Un autre mot dont Stendhal a enrichi la langue française est touriste. Et l’écrivain a joint au mot la chose, puisqu’il a été un grand voyageur et que quatre de ses livres sont des récits de voyage : Rome, Naples et Florence en 1817, Rome, Naples et Florence (nouvelle édition entièrement refondue), Promenades dans Rome, Mémoires d’un touriste.
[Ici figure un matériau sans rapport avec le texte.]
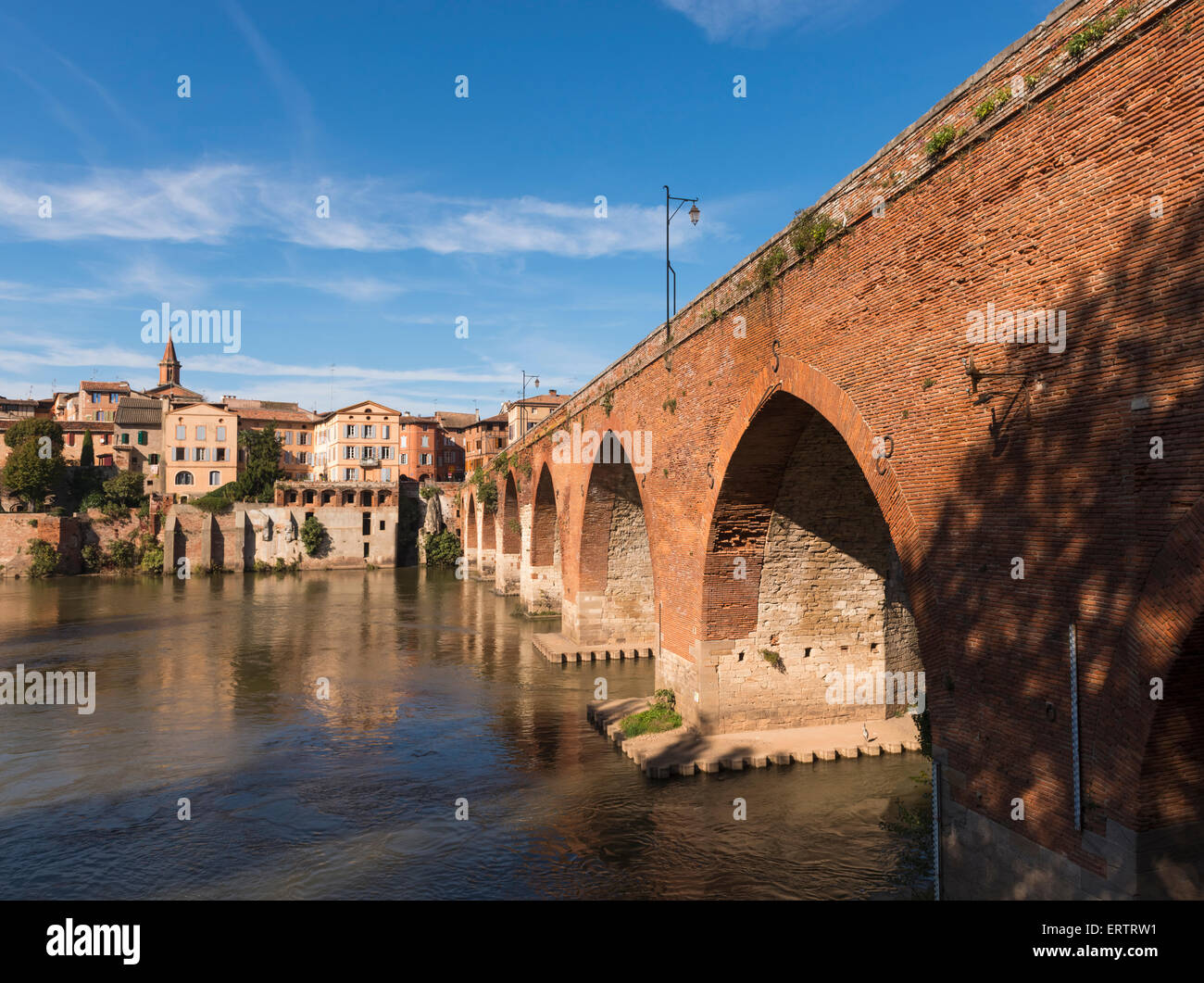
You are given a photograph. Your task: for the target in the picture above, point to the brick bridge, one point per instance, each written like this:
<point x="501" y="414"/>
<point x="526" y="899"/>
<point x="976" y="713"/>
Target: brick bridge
<point x="826" y="473"/>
« Il avait toujours adoré les voyages, la visite des curiosités d’un pays [...]. » C’est par ces paroles que Stendhal présente, au début du dernier de ces ouvrages, son alter ego, le « touriste » Philippe L. Il est pourtant indispensable de s’entendre sur les limites de cette curiosité. S’il est vrai que Stendhal a passé hors de France et dans de continuels déplacements un tiers environ de sa vie, il n’en est pas moins vrai qu’il n’a jamais manifesté le moindre penchant pour l’exotisme, tellement à la mode à l’époque romantique. Il est allergique à l’Orient. Rien, chez lui, d’initiatique ; il ne voyage pas à la recherche des secrets de la raison d’être de l’humanité. Son champ est beaucoup plus limité. Ayant sympathisé d’emblée avec le caractère italien, Stendhal désire toujours mieux le connaître, car, à travers lui, il a l’impression de mieux apprendre à se connaître lui-même. Le voyage stendhalien est conçu comme la quête du moi.
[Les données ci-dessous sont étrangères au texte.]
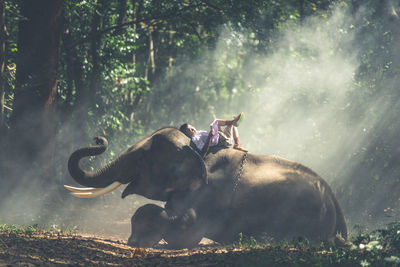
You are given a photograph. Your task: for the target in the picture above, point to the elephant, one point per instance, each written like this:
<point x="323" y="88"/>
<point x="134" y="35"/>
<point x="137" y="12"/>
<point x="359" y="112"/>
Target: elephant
<point x="218" y="195"/>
Dans l’Avertissement des Promenades dans Rome, le mot égotisme revient par deux fois. Après avoir rapporté le souvenir, d’ailleurs fictif, d’un prétendu premier séjour qu’il aurait fait dans la Ville éternelle en 1802, Stendhal poursuit : « M’accusera-t-on d’égotisme pour avoir rapporté cette petite circonstance ? Tournée en style académique ou en style grave, elle aurait occupé toute une page. Voilà l’excuse de l’auteur pour le ton tranchant et pour l’égotisme. » Cette insistance n’est pas casuelle. L’ouvrage que l’auteur propose à son lecteur est le fruit de son égotisme. Le voyage est une « occasion de sensations ».